To evaluate how well the radiologists estimated their performance measures compared to their actual performance measures we created a binary outcome accurate perceived performance defined as accurate if they estimated their performance within +/− 5 percentage-points of their actual performance (i.e. if actual false-positive rate is 10% then a radiologist whom provides an estimated false-positive rate between 5% and 15% would be defined as accurate) and inaccurate otherwise. The +/−5 percentage-point cut-off was chosen a priori and allowed for radiologists to round their estimated performance and still be defined as accurate.
To visually assess how well radiologists were able to estimate their actual performance outcomes, we plotted perceived versus actual performance for each of the four performance outcomes. We calculated the concordance correlation coefficient  to summarize how well perceived performance agreed with actual performance. For cancer detection rate we conducted the analysis without six outliers that estimated cancer detection rate as greater than 25 per 1,000, because they were unduly influential.
For each performance measure, we calculated the mean perceived performance and percent of radiologists who had accurate perceived performance, evaluated their unadjusted associations with radiologist characteristics, and calculated 95% confidence intervals(CI) using linear and logistic regression, respectively. For each perceived performance question, we calculated the frequency that radiologists provided no response, and the frequency perceived performance was >5 percentage-points below actual performance, an accurate estimate, and >5 percentage points above actual performance.
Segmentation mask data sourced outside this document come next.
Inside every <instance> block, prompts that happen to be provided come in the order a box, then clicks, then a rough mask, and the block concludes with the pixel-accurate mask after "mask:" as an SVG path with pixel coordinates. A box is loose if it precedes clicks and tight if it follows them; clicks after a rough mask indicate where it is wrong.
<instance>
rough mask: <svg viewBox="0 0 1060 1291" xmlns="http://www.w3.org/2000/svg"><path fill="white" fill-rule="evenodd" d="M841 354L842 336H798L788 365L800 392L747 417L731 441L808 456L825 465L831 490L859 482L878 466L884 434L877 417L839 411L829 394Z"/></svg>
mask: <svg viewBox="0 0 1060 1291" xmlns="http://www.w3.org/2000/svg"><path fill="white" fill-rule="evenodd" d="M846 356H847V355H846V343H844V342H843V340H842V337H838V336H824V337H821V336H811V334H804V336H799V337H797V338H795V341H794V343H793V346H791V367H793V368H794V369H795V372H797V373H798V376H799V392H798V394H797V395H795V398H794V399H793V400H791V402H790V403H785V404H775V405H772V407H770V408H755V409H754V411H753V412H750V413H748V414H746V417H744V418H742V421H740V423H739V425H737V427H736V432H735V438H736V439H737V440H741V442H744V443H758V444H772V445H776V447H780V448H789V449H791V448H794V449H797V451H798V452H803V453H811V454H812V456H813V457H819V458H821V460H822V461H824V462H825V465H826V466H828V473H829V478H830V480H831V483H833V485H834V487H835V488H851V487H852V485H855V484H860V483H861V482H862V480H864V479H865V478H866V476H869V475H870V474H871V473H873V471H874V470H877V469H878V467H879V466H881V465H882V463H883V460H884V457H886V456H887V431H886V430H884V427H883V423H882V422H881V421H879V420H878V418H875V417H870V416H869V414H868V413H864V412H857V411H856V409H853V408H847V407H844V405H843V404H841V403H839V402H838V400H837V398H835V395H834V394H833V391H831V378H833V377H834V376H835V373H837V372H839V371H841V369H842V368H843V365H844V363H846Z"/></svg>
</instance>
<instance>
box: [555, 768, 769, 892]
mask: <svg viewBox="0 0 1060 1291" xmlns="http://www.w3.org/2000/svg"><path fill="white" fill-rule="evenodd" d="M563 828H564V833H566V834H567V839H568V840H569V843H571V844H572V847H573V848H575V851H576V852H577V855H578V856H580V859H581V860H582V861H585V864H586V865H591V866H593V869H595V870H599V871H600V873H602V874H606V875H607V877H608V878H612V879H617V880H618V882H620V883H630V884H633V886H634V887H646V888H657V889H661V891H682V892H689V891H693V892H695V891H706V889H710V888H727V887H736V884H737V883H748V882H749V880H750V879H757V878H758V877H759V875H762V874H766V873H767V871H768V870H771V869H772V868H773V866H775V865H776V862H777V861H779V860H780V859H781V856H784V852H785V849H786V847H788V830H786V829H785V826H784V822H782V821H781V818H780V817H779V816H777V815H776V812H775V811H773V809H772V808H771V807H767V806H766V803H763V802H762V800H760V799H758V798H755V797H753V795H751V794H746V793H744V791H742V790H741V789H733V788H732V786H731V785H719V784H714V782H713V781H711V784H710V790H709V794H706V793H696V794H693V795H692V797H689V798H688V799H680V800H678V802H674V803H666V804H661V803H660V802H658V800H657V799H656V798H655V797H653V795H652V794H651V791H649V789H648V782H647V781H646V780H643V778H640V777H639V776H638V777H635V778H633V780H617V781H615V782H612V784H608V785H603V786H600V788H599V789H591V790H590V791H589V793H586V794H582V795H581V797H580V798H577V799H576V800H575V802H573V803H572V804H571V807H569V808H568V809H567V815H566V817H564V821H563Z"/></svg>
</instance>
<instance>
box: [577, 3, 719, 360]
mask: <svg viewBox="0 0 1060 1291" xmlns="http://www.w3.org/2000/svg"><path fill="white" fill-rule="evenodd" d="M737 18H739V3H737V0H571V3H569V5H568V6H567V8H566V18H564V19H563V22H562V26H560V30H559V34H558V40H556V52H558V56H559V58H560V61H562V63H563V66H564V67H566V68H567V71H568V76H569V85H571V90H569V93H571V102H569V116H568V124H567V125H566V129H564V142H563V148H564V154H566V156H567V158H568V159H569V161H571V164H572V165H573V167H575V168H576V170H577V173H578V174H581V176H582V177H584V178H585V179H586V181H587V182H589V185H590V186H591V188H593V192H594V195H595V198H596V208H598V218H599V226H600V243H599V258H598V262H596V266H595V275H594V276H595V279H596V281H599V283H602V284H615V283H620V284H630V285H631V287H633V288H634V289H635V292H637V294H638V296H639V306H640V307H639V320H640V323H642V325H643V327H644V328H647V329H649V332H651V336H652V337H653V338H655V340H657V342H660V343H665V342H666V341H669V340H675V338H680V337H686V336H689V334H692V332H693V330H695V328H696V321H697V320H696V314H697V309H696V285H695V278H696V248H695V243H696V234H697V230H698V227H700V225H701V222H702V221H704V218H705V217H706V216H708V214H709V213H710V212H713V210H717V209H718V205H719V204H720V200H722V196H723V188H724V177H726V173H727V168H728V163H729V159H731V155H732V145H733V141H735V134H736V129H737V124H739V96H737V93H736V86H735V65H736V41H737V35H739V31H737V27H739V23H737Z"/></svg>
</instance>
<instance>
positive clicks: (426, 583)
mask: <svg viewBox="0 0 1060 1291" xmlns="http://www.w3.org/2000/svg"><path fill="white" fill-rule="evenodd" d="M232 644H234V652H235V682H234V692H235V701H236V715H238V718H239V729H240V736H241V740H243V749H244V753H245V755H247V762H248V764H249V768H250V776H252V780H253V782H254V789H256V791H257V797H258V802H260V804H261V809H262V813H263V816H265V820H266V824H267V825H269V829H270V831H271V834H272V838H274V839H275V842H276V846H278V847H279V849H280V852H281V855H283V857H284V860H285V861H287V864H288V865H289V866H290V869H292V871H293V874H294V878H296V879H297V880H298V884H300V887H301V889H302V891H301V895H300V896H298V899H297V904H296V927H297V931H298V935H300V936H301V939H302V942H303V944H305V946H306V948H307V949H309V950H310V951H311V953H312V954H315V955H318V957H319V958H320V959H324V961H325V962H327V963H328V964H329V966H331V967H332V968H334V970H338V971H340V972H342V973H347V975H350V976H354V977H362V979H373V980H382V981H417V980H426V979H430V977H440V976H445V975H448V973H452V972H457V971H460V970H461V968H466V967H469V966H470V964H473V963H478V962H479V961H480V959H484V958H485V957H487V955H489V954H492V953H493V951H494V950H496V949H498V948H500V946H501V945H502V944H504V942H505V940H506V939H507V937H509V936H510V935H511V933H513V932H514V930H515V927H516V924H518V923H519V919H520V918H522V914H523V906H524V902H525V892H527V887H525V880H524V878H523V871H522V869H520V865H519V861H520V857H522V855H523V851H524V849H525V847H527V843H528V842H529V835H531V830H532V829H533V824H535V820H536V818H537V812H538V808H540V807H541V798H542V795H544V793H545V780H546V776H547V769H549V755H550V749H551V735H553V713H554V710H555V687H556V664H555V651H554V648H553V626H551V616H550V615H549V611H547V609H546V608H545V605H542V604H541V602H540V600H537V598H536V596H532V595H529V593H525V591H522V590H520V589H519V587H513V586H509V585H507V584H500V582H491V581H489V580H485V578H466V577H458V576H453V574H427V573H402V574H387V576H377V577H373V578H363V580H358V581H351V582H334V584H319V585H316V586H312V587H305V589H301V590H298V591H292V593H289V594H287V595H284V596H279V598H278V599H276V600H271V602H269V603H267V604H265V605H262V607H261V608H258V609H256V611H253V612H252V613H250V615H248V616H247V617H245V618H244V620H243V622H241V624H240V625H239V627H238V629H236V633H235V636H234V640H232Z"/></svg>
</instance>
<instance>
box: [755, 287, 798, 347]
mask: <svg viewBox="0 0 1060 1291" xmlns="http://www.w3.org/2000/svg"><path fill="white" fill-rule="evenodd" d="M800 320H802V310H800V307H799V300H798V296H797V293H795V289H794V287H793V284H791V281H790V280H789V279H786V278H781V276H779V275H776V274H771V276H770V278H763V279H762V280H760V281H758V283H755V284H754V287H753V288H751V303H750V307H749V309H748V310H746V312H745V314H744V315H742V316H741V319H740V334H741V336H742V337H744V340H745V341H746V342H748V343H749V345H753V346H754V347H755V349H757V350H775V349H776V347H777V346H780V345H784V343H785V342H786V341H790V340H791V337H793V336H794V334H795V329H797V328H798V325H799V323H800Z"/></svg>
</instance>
We calculated the unadjusted associations between a radiologist’s perceived relative performance and their perceived and actual performance. For actual performance outcomes we applied weighted regression with weights corresponding to number of mammograms interpreted by a radiologist for a given analysis population. Specifically, for actual recall and cancer detection rates, weights were the number of screening mammograms interpreted by the radiologist; for false-positive rate weights were the number of mammograms without a diagnosis of cancer; and for PPV2 weights were the number of mammograms interpreted by the radiologist as positive at the end of the imaging work-up.
All confidence intervals and p-values are two-sided based on the Wald statistic with statistically significant associations at the P<0.05 level. Data analyses were conducted using SAS® software, Version 9.2 (SAS institute, Cary, NC).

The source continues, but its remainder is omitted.